Этим стихотворением Залмана Шмейлина, написанным по совершенно другому поводу, я хотел бы, как длинным эпиграфом, предварить рассказ о только что ушедшем от нас поэте, писателе, редакторе, издателе Михаиле Нержине (1951–2013). Каким-то он был человеком совсем неправильным, не вписывающимся в нормальную земную жизнь. Вообще-то он Гафнер, но, ради публикаций в стране, ближневосточные ассоциации недолюбливающей, отыскал себе «политически-корректный» псевдоним — не Александр Иванов, но все-таки… Да так и приклеилось.
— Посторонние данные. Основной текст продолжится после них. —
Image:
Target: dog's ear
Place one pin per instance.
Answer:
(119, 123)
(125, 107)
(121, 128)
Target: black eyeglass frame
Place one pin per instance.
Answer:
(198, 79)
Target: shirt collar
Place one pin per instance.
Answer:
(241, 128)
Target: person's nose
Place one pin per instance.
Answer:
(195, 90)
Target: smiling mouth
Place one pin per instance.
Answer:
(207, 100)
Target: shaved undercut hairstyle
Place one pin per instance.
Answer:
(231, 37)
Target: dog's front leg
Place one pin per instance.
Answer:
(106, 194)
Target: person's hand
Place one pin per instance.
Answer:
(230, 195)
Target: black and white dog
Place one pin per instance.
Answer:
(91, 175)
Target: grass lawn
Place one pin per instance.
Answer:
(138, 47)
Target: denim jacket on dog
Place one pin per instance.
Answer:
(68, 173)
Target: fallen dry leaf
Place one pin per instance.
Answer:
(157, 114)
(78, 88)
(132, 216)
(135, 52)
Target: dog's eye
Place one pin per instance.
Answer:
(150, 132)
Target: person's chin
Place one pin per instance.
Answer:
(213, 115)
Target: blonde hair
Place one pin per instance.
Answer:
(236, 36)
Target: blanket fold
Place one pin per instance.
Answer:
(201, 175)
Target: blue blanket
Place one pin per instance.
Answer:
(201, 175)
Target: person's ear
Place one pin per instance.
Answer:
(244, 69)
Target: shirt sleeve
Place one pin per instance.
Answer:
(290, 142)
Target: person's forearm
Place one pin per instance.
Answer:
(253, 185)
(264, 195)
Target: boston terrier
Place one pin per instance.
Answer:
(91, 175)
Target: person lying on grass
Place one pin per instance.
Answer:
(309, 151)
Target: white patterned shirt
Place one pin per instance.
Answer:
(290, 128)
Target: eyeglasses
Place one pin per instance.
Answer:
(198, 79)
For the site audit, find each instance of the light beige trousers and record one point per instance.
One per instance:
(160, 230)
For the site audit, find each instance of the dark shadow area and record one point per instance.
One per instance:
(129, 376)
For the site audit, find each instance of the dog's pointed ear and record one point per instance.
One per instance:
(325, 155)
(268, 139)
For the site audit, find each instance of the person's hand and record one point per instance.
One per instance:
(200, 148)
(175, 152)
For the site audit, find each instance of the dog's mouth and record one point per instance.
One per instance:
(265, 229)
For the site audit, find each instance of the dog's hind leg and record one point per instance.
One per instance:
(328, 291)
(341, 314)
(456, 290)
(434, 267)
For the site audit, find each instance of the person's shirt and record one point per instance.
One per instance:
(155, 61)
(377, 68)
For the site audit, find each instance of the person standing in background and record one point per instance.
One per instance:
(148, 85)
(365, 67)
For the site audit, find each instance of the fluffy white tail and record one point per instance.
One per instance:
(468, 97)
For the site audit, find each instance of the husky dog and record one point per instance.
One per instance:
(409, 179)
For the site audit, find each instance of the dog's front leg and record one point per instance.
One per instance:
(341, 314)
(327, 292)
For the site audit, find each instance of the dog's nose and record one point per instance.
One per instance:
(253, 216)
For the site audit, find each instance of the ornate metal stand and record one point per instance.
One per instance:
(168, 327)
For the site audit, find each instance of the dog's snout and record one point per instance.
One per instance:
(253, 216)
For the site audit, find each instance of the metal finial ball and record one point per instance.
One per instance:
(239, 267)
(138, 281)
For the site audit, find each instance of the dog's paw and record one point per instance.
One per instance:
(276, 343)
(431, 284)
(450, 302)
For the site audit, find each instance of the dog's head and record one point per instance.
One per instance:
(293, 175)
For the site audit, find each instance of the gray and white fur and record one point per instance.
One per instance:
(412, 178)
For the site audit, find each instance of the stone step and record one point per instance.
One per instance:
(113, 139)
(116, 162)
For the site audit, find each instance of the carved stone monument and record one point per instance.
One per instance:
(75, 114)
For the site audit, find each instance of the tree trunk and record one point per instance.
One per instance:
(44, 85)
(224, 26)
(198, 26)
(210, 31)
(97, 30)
Михаил в последние годы был настолько в литературе, что и друзья стали кликать его по псевдониму.
Публикаций его не перечислить, рассказов написал, наверное, несколько тысяч. В стихах — лирик, в прозе — пересмешник. Трудно даже поверить, что писать он начал не так давно — пожалуй, профессионально только в этом тысячелетии. А биография богатая. Оттрубил четыре года в морской авиации Черноморского флота. Окончил школу-студию МХАТ, научился там, среди прочего, строить и проектировать театральные декорации и рекламы — что давало ему в Америке, где он пробыл чуть больше половины своего земного срока (с 1980-го), неплохие заработки. Добавил в Баффало второе верхнее образование. Коротал годы сперва со злой, потом с доброй женой. Жил себе человек как человек, разве что сильно увлеченный искусством и поменьше — делами семейными.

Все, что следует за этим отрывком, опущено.